Because the x86's conversions are explicit, they count as operations and denormals are changed to zero, while gecko's conversions are implicit and don't trigger a denormal as zero conversion.
This means on the gecko you can safely copy a 32 bit value from one place in memory to another with just a lfs/stfs pair while dolphin with it's new daz code will mutilate these values.
Updated by phire about 11 years ago
But why does JitIL still work?
JitIL has an optimisation which folds duplicate IL opcodes into each other and this optimisation (correctly?) assumes that a SingleToDouble followed by a DoubleToSingle is a nop and optimises it out.
So JitIL does the correct thing when a lfs/stfs pair are inside the same jit block however the mutilated SingleToDouble value is still calculated and written to the register file.
If a game does this trick over multiple jit blocks, JitIL will still generate an incorrect result.
Updated by JMC4789 about 11 years ago
Well, that explains that? I think? Either way, good job on tracking it down. Will the PPC_FP merge work if this is fixed?
Updated by degasus about 11 years ago
phire: imo we have to check what happens on real hw when we load a denormalized single and use it as double. Does it normalize them on the convertion, also in non-ieee mode?
Maybe there is a fast way to correctly load a single without ctz (but a branch if ieee-mode is enabled)

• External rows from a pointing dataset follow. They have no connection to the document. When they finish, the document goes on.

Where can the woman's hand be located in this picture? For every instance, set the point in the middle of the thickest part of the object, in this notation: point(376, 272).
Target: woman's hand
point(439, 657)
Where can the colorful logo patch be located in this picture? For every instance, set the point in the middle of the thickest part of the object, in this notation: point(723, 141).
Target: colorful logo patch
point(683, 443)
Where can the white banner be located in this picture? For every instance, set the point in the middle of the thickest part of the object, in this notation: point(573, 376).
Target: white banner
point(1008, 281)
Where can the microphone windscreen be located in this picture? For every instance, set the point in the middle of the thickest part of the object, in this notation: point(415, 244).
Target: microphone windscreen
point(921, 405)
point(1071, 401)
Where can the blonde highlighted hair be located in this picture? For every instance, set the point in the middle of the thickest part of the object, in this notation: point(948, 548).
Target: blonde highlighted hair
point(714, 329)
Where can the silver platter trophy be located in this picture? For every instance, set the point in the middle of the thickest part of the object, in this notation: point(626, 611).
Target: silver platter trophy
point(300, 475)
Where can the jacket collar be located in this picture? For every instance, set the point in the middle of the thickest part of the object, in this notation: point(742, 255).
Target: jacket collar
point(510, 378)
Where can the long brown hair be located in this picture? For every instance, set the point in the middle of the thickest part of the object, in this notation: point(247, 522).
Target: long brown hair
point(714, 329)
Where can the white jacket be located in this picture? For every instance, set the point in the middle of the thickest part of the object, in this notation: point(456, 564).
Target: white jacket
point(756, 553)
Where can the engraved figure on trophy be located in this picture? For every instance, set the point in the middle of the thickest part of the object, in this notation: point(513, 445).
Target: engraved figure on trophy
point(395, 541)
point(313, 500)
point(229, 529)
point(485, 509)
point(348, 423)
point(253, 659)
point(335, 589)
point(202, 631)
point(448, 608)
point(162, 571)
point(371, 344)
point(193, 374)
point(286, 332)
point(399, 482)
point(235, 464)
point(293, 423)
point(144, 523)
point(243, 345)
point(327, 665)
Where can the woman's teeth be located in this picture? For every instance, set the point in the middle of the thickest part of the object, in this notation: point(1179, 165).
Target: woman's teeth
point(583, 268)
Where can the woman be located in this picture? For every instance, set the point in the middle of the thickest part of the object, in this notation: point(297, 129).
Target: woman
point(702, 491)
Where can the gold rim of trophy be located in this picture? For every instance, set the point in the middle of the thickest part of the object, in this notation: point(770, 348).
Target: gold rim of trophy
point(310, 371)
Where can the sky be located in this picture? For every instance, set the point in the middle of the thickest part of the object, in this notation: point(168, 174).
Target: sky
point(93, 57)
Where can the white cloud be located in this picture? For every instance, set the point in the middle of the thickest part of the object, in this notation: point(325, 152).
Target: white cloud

Updated by phire about 11 years ago
- Status changed from Accepted to Work started
degasus: The docs say that singles are normalized into the double registers and denormalized on the way back out. The docs (PowerPCProgEnv.pdf) also list the exact algorithm used.
flacs was suggesting that we use the x87 hardware to do float to double conversions, as it is just sitting around doing nothing.
There is also the possibility that x86 processors will correctly pipeline changes to the mxcsr register. I've seen no evidence to the contrary, but I'd want to do a test program/microbenchmark before going down that path.
Updated by JMC4789 almost 11 years ago
This looks like more fallout of the PPC_FP merge, this time in the revert.
Updated by flacs almost 11 years ago
Here is a minimal failing test case that passes on real hardware: https://github.com/degasus/gekkotest
Updated by degasus almost 11 years ago
explicit https://github.com/degasus/gekkotest/commit/239d34744baed2292e5f1b2a0ab5848a63185d0d
the next commit are likely not "minimal" ;)
Updated by JMC4789 almost 11 years ago
This should all be fixed by 4311caef094c434cea6770f8230a7c39318a64def. I can't confirm all the issues unfortunately.
Updated by flacs almost 11 years ago
- Status changed from Work started to Fixed
The branch with the fixes was merged in 311caef094c434cea6770f8230a7c39318a64def. I tested most of the issues and they're gone now. Let's close this for now.